はじめてのときは心配もしたのですが、すんなりとなれたようです。

いまは全然、平気でパパのもとを離れていきます。

きっとこれからもっともっと離れる時間が増えていくのだろうと思います。




【やさしさについて】


 その後、余興がありました。北区の劇団の方や、つかさんの知り合いにお願いして楽しい余興が続きました。シャンソンあり、ダンスあり。

 つかさんの舞台ではいつも華麗なる歌声を披露してくれる方が、「二人の幸せを願って、『マイ・ウェイ』を歌います」と、甘い声で優しく包むこむように歌い始めました。それにあわせて、彼の友人のダンサーが踊ります。みんなうっとりとその歌声に聞きほれています。歌い終え、万雷の拍手が起こる中、「どうぞ幸せになってください」と、彼が座ると、つかさんの目がすわっています。

 みんなの興奮とは裏腹に、つかさんだけは、それまでの酔いがさめたように、パパをにらみつけていました。

 やばい……と思ったそのときです、「おい!」とパパを手招きしました。

 おそるおそる、高砂席からおり、つかさんのところに向かいました。

「あいつはあの歌じゃねえだろう。おまえまだオレの芝居がわかってねえのか」

「……」

「何年オレのところで芝居作ってきたんだ」

「はい」

 当然、この程度のことは起こるだろうと、想定内。パパはつかさんのご注文にこたえられるよう、彼のつかさんの芝居での持ち歌を用意しておきました。

「『アドロ』だろ。すぐに出せ!」

 と怒りながら指示します。パパは、会場の音響係りにセットさせて、カラオケをかけさせました。

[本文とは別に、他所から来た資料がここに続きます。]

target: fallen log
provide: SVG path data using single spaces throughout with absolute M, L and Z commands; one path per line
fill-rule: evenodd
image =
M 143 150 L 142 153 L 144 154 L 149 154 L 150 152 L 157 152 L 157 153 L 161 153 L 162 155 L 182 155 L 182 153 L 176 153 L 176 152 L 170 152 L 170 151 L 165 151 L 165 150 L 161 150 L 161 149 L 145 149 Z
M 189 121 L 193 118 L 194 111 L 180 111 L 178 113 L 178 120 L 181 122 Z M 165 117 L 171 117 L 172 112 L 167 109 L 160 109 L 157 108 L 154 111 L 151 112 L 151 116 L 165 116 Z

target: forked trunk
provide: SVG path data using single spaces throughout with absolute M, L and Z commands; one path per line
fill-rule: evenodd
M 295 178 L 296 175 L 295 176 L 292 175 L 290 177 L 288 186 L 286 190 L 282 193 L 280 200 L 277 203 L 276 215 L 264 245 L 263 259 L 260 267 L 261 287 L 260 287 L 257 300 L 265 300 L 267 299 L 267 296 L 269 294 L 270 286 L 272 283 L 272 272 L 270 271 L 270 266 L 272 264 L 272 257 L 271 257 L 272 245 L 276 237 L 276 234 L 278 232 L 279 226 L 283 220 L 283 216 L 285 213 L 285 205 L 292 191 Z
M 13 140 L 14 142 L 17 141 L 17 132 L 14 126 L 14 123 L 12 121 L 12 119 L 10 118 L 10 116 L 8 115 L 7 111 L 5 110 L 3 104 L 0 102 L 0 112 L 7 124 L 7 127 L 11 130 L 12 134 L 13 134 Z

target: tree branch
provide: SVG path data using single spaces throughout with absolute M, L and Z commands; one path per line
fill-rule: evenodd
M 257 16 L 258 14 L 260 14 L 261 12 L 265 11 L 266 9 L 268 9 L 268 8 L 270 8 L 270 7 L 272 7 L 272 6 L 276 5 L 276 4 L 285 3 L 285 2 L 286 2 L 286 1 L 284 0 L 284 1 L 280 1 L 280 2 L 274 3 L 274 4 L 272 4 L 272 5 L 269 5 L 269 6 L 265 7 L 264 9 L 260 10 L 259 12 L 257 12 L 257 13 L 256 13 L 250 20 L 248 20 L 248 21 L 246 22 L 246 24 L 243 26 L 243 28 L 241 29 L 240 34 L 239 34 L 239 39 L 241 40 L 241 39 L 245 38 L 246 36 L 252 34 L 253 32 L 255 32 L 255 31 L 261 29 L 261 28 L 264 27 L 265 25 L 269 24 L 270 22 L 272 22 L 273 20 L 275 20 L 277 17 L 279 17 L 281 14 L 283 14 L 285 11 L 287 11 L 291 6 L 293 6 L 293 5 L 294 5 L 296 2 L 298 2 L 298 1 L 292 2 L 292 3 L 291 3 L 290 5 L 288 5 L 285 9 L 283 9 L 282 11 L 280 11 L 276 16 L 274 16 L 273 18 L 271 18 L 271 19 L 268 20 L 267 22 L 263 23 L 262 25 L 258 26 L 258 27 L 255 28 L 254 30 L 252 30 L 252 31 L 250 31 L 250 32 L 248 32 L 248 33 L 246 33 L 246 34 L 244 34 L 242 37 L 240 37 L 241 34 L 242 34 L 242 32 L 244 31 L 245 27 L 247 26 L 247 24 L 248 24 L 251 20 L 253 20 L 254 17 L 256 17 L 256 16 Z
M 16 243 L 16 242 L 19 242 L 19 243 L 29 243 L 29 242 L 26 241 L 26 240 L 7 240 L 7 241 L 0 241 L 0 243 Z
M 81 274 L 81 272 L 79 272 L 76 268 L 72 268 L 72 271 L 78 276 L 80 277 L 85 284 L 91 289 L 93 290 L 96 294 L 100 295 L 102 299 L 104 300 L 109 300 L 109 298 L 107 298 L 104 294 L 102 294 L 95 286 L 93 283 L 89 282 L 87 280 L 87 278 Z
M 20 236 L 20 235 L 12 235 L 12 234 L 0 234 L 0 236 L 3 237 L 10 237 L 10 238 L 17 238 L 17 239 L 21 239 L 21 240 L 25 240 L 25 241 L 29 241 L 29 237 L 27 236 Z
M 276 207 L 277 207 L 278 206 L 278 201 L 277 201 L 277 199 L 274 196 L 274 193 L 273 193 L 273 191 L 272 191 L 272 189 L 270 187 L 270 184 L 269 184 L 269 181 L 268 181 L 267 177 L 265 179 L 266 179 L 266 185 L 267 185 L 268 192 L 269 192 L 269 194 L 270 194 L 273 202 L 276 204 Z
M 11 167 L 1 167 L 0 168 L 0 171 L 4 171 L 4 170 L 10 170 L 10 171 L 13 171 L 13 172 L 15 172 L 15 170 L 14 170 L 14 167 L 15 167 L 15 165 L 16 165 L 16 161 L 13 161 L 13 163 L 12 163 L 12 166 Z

 短調のメロディーが流れ『アドロ』を、彼は歌い出しました。


♪~ アドロ 灰色の街~


 確かに死んでもいいから愛し合うという男と女の歌です。

 短調のメロディーがこれからの二人を暗く祝福してくれます。

 歌う方も不安な顔。

 しかし、歌い終わるとつかさんはご満悦。

 一瞬の静寂のあと、会場から割れんばかりの拍手が起こったのです。いつまでも鳴り止まない拍手。観客と化した親族たちの中には泣き出す人もいて、つかさんの芝居の客席にいるのとまったく同じ興奮が伝わってきました。

 まさに、ひとつのエンターテインメントの型をみせてくれました。

 決まりはない、とにかく、人を喜ばせること、どんなやり方でも、目の前にいる人を喜ばせることができるなら、禁じる手はないということ、それがエンターテインメントなんだということを実感したのです。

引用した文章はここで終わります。